Durante su niñez, Oscar pasó necesidades, vivió lejos de sus padres durante un largo tiempo y silenció su angustia: “Vivía en Corrientes con mi abuela, ella me crió, pero a veces no teníamos para comer”.
Finalmente pudo estar con sus padres y creyó que la situación mejoraría. Sin embargo, no lograba controlarse, era un niño, pero había sufrido demasiado: “A los nueve años me trajeron a Buenos Aires a vivir con mis papás. Me volví rebelde, nervioso, problemático, me enojaba con ellos”.
Como si no fuera poco, vio comprometida su salud, el diagnóstico era una condena para toda la vida: “A los 12 años empecé a sufrir epilepsia, fue una etapa difícil porque estaba medicado; si no tomaba las pastillas, volvía a convulsionar”.

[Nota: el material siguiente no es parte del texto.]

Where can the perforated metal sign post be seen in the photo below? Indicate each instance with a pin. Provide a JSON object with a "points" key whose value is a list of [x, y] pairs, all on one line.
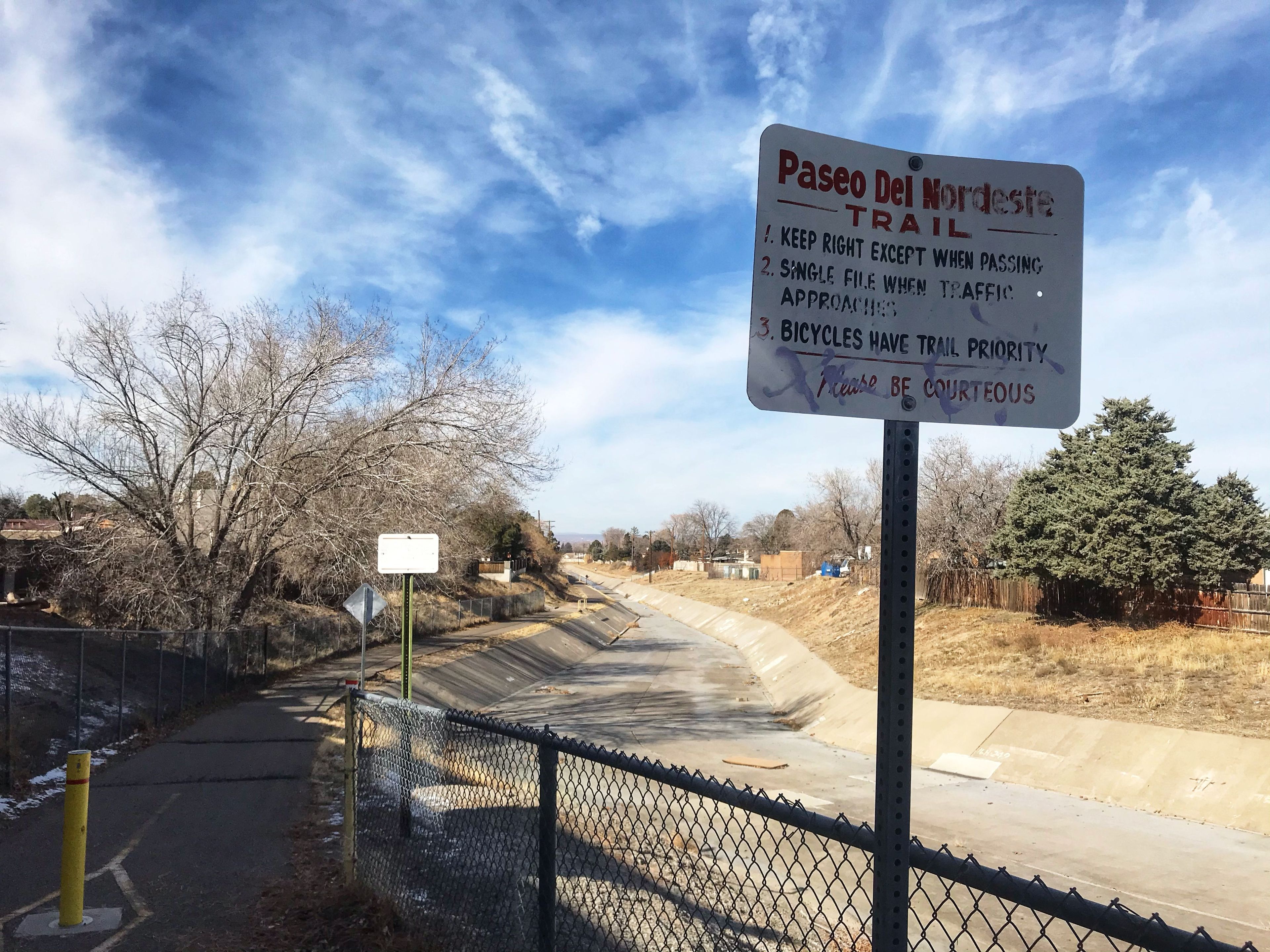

Pasó el tiempo y Oscar soñaba con tener su propia familia, pero creía estar destinado al fracaso: “En lo sentimental me iba mal, yo quería tener una relación estable, pero no duraban. Mi problema era el miedo a que la persona con la que estaba no fuera la ideal”.
Él sabía que existía un Dios capaz de solucionar sus problemas, conocía la Universal. A pesar de saberlo, le costó reconocer que necesitaba ayuda. El tiempo pasó y él no lograba recapacitar y escuchar, hasta que puso un punto final:
“Yo asistía a la Iglesia, escuchaba los consejos y la Palabra, pero quería hacer mi voluntad. Hasta que no aguanté, ya no quería esa vida, fue ahí que tomé la decisión de entregarme a Dios.
Me bauticé en las aguas y busqué el Espíritu Santo, quería tenerlo dentro de mí, me lo puse como objetivo. Cuando recibí Su Presencia, mi carácter cambió: me liberé de los nervios, fui curado, Él me transformó y sentí la paz que había buscado durante mucho tiempo”.